Either way, it (currently) requires that a few middleware be enabled, explicitly:

  require 'rack/openid'
  require 'rack/openid/proxy'

  use Rack::Session::Cookie  # or any other Rack::Session
  use Rack::OpenID           # we might auto-require this, if not found, eventually

Then you can either

  use Rack::OpenID::Proxy

or

  run Rack:OpenID::Proxy.new  # as a standalone Rack app

If you run Rack::OpenID::Proxy as a standalone app, 404’s will be returned for any non-OpenID related request.

If you run Rack::OpenID::Proxy as a middleware, all non-OpenID related requests will be passed along to the main application.

Usage

Basically, OpenID::Proxy accepts requests to /openid?url=my.openid.url.

When it gets a request like that it:

  • Saves the REFERER (the URL the request came from)
  • Redirects to the OpenID provider’s login
  • Gets a response from the OpenID provider (whether the login was valid/etc)
  • Rediects back the the REFERER, adding a token variable to the URL: mysite.com/original_path?token=12345

Now, your application can take this token and, to find out if the login was valid, make a request back to the proxy: /openid?token=12345 and that’ll return the OpenID response. You can get the OpenID response in many formats:

  • /openid.yml?token=12345
  • /openid.json?token=12345
  • /openid.xml?token=12345

By default, after a token has been requested once and the response has been returned, the token/response are deleted from the Proxy (so no one else can get the response). You can disable this by setting :delete_token_on_request => false when initializing the Rack::OpenID::Proxy

Configuration

Rack::OpenID::Proxy takes a few configuration options, eg.

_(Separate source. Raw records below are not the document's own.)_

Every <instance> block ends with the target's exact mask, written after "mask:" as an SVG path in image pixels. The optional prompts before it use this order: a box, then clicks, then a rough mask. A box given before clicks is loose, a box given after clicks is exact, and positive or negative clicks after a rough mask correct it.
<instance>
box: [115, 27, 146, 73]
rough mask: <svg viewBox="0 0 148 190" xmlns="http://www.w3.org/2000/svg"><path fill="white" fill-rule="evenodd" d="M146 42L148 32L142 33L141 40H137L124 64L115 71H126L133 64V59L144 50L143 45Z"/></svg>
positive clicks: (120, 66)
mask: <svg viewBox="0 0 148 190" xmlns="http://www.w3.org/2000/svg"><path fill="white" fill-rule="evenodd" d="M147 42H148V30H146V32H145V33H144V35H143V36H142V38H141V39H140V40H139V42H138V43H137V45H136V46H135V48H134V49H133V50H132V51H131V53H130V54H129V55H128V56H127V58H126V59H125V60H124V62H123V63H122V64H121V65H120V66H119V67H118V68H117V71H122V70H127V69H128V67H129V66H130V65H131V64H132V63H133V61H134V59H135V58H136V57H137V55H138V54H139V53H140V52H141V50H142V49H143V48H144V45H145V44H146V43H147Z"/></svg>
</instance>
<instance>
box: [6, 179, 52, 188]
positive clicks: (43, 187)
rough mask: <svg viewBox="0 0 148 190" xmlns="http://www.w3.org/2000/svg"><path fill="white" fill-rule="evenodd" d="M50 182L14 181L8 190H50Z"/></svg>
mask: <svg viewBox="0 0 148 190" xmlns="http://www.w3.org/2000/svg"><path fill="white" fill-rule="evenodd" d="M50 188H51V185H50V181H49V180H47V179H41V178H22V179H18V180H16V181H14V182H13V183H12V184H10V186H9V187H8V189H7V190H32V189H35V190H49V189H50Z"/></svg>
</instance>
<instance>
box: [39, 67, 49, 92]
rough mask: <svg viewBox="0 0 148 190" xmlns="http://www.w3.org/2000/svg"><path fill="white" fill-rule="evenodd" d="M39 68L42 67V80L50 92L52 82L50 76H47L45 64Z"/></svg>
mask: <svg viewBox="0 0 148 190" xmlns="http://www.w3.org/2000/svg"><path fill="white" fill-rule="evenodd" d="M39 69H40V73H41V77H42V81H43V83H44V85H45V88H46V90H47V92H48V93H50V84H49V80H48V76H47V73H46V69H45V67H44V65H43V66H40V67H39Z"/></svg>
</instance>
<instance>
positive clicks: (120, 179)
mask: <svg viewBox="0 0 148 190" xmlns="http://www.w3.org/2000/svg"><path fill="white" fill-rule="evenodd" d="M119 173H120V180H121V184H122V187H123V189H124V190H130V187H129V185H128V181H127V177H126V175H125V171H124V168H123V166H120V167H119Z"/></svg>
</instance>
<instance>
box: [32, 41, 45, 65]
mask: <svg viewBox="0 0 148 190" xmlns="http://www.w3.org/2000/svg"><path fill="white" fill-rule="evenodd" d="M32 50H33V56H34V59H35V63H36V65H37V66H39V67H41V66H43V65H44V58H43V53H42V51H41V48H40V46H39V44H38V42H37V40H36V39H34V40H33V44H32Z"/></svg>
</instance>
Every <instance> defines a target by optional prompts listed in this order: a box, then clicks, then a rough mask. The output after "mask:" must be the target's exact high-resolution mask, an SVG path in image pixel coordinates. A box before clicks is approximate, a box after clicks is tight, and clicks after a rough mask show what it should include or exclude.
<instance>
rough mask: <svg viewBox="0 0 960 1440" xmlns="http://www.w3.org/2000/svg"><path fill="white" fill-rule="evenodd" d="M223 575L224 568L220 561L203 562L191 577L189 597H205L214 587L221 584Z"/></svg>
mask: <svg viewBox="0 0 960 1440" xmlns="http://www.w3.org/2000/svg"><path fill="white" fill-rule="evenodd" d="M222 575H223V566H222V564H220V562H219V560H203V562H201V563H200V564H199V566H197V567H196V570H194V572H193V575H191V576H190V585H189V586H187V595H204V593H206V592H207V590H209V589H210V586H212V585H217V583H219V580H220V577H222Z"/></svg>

  use Rack::OpenID::Proxy, :force_ssl => true, :path => '/openid-proxy', :delete_token_on_request => false

View the RDoc for more information about these options. As it is now, we don’t have many configuration options.

If you need to fork the project and add additional configuration options, please send us a pull request if someone else might find your additions useful!

Very shortly we’ll support a custom storage facility to store (temporarily) OpenID responses.